Prayer + Peroxide Fake COVID-19 Treatments Lead to Arrest of British National

"Trinity" Kit
On March 18, 2020, U.S. customs officials seized a shipment of "60 Water Treatment" kits containing Ludlow's fake COVID-19 remedy, according to court filings. One such kit, packaged in a pink plastic bag, is shown here. U.S. Attorney's Office for the Central District of California

Federal prosecutors in California are pursuing charges against a British man for allegedly shipping dozens of packages to the United States that he had claimed were cures for COVID-19, the disease caused by the novel coronavirus.

Frank Richard Ludlow, 59, of West Sussex, was accused in a criminal complaint Wednesday of violating a federal statute that prohibits the distribution of fraudulent medical treatments.

If convicted on Wednesday's charges, Ludlow—who is currently in the custody of U.K. law enforcement officials pending a related prosecution there—faces up to three years in prison.

Beginning in 2017, according to the criminal complaint, Ludlow traveled to the United States and made contact with a woman, identified as "S.O." in court documents, who had "severe medical issues" and to whom he hawked a "Trinity Remedy" all-purpose cure.

Ludlow, who is not a doctor, could not be reached for comment. Emails to the woman believed to be S.O. and the British Embassy in Washington, D.C., were not returned in time for publication.

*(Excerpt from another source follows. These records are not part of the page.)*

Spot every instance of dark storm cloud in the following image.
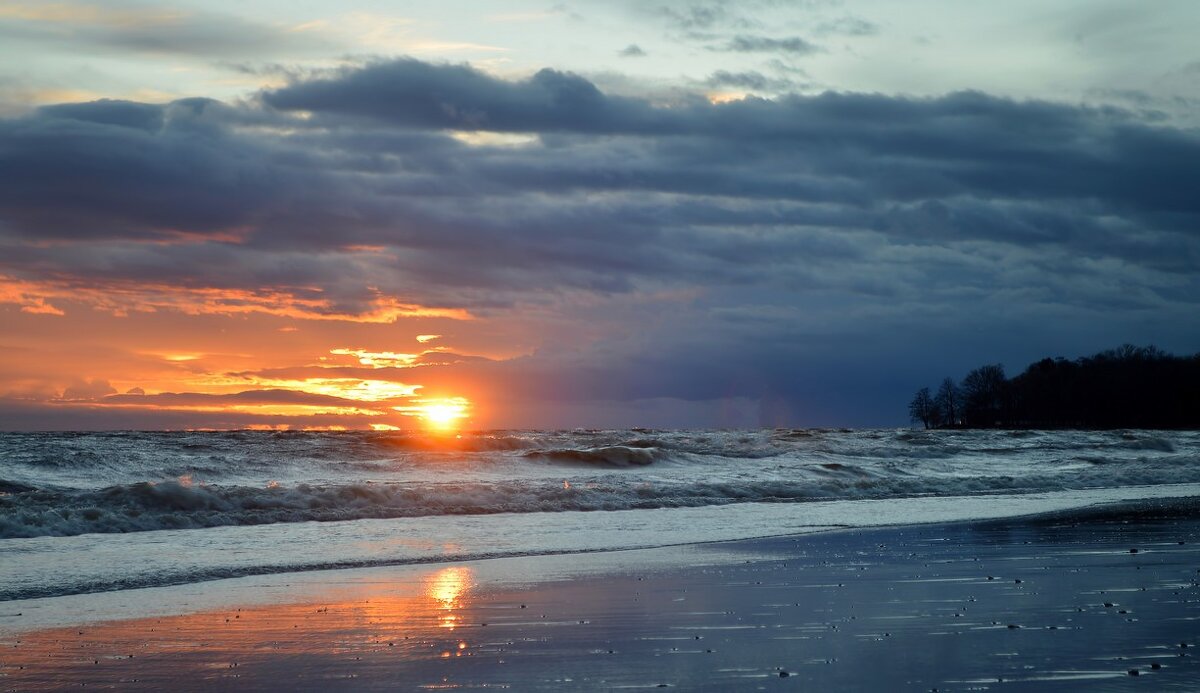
[262,60,668,132]
[0,60,1200,421]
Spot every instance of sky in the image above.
[0,0,1200,430]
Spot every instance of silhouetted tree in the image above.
[908,387,940,428]
[934,378,961,427]
[910,344,1200,428]
[962,363,1008,428]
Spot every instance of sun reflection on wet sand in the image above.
[0,566,479,691]
[425,567,470,631]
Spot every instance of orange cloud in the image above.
[0,275,474,323]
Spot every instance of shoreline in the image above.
[0,498,1200,691]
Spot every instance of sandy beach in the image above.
[0,500,1200,691]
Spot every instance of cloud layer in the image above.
[0,58,1200,424]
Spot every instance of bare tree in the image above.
[962,363,1008,427]
[908,387,938,428]
[934,378,961,427]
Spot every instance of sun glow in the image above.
[416,400,467,430]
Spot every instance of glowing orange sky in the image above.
[0,273,520,429]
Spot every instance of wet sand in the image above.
[0,500,1200,691]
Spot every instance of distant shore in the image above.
[0,499,1200,691]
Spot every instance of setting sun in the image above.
[413,398,467,430]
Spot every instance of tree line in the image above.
[908,344,1200,428]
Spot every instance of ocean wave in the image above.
[9,447,1200,538]
[524,441,670,466]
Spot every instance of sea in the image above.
[0,429,1200,602]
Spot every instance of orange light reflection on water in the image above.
[0,566,476,689]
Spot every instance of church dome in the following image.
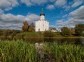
[40,8,45,16]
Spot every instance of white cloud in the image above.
[0,14,39,29]
[46,5,55,10]
[56,6,84,28]
[21,0,33,6]
[0,0,19,10]
[55,0,67,6]
[72,0,84,7]
[0,9,3,14]
[70,6,84,19]
[72,0,84,7]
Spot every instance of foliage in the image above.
[75,24,84,36]
[61,27,71,36]
[0,40,84,62]
[0,41,36,62]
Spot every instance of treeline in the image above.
[0,21,84,41]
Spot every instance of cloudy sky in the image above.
[0,0,84,29]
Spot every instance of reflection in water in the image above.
[44,37,84,44]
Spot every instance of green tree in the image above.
[28,23,35,32]
[61,27,71,36]
[75,24,84,36]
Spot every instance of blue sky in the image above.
[0,0,84,29]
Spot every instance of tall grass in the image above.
[0,40,84,62]
[44,43,84,62]
[0,41,36,62]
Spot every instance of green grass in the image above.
[0,40,84,62]
[0,41,36,62]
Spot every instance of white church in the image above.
[35,11,49,32]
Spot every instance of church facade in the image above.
[35,11,49,32]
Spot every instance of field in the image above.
[0,40,84,62]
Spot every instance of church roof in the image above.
[40,8,45,16]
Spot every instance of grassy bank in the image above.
[0,41,84,62]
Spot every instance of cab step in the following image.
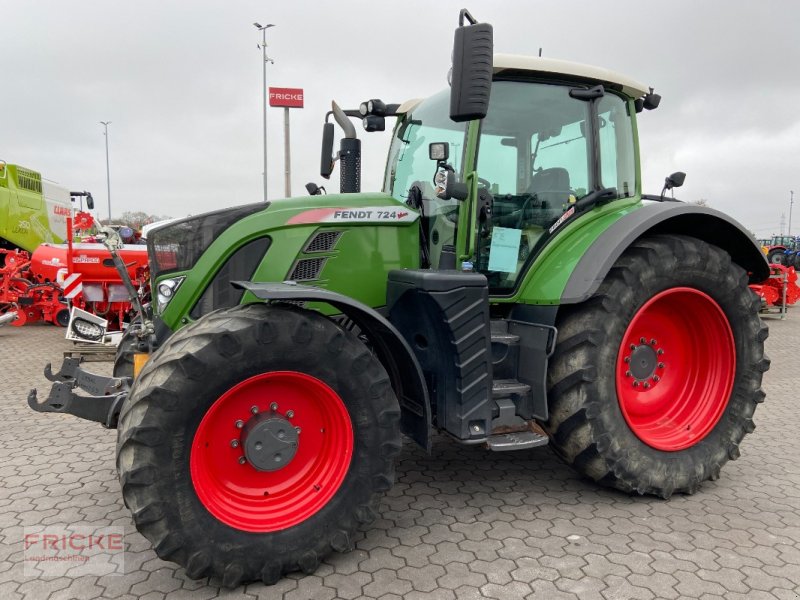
[492,379,531,398]
[486,431,550,452]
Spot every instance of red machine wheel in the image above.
[11,306,42,327]
[545,235,769,498]
[53,308,69,327]
[190,371,353,532]
[617,287,736,451]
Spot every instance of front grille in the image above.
[303,231,342,252]
[289,258,328,281]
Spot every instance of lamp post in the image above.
[253,23,275,202]
[100,121,111,225]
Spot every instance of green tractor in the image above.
[29,11,769,586]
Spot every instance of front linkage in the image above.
[28,228,153,429]
[28,357,132,429]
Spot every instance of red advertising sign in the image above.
[269,88,303,108]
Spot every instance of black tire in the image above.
[767,248,786,265]
[117,304,401,588]
[546,235,769,498]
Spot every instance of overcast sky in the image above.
[0,0,800,236]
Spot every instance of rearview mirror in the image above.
[428,142,450,162]
[450,9,494,123]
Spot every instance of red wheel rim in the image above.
[616,287,736,451]
[189,371,353,532]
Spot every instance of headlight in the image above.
[156,277,186,313]
[72,317,105,342]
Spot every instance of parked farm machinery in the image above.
[0,213,149,330]
[750,263,800,308]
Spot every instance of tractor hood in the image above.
[147,192,419,330]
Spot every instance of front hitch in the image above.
[28,357,132,429]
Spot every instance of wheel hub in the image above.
[616,287,736,451]
[242,411,299,471]
[630,344,658,381]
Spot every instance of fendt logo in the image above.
[269,88,303,108]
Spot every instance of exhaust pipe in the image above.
[0,311,17,326]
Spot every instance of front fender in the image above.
[231,281,431,451]
[561,202,769,304]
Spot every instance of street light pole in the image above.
[253,23,275,202]
[100,121,111,225]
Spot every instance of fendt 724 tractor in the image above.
[29,11,769,586]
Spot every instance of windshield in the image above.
[383,90,467,268]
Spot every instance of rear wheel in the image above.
[547,236,769,498]
[117,304,400,587]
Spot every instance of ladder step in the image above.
[492,331,519,346]
[492,379,531,398]
[486,431,550,452]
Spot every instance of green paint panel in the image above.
[156,193,419,330]
[510,198,642,304]
[0,162,69,252]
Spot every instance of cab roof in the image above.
[494,54,649,98]
[396,54,650,114]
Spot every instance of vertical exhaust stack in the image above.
[331,102,361,194]
[339,138,361,194]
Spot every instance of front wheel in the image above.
[117,304,400,587]
[546,235,769,498]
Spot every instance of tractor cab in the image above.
[384,55,657,295]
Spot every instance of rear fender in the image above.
[561,202,769,304]
[231,281,431,451]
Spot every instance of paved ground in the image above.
[0,309,800,600]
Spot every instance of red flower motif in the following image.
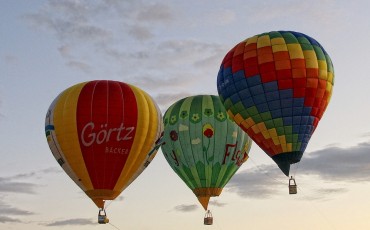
[203,128,213,138]
[170,130,179,141]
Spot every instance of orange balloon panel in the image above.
[45,80,163,208]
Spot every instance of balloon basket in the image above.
[289,177,297,194]
[204,210,213,225]
[98,208,109,224]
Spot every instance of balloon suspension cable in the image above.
[104,200,114,210]
[292,161,301,178]
[249,156,286,185]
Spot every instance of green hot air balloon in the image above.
[161,95,252,223]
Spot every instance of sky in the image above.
[0,0,370,230]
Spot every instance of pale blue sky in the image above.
[0,0,370,230]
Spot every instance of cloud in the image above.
[44,218,96,227]
[23,0,225,102]
[174,204,198,212]
[0,200,34,223]
[225,165,286,199]
[0,201,34,216]
[299,142,370,182]
[209,200,226,207]
[0,167,61,194]
[0,215,21,223]
[226,142,370,199]
[0,177,38,194]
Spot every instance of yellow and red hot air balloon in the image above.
[217,31,334,190]
[45,80,163,223]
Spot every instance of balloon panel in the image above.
[45,81,163,206]
[217,31,334,174]
[162,95,251,191]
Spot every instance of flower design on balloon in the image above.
[180,110,189,119]
[170,130,179,141]
[203,123,215,162]
[216,111,226,121]
[204,109,213,117]
[191,113,200,122]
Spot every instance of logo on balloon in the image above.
[81,122,135,147]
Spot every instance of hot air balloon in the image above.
[45,80,163,223]
[217,31,334,187]
[161,95,252,225]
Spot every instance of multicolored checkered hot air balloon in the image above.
[217,31,334,176]
[45,80,163,223]
[161,95,252,221]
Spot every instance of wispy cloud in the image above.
[43,218,96,227]
[0,215,21,223]
[209,200,227,207]
[174,204,199,212]
[0,201,34,216]
[24,0,225,108]
[0,200,35,223]
[226,142,370,199]
[0,177,38,194]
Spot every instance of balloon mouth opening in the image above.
[85,189,121,208]
[271,151,303,176]
[193,188,222,210]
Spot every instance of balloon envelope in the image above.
[161,95,252,209]
[45,80,163,208]
[217,31,334,175]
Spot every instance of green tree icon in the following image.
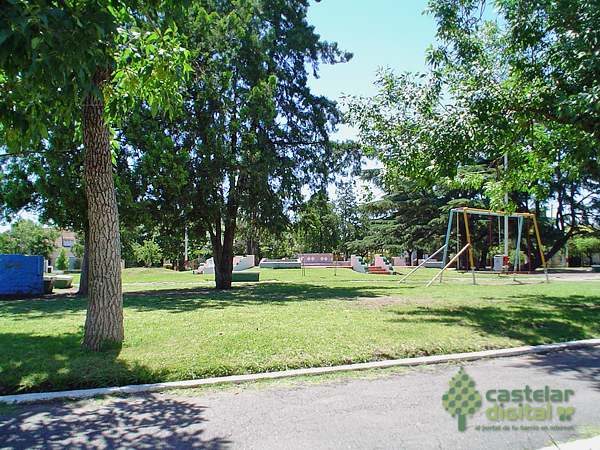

During their initial meeting, Ludlow used a "Bio-Meridian device" on S.O. in order to "measure S.O.'s body frequencies." S.O. said that Ludlow told her she had a "level-5 toxicity" indicative of "feline leukemia," with the Trinity Remedy serving as an appropriate antidote.

She reported feeling better "almost immediately."

S.O. told an investigator with the Food and Drug Administration's Office of Criminal Investigations that the Trinity Remedy kits contained vitamin C, a mix of enzymes, potassium thiocyanate (a chemical compound formerly used to treat hypertension) and hydrogen peroxide.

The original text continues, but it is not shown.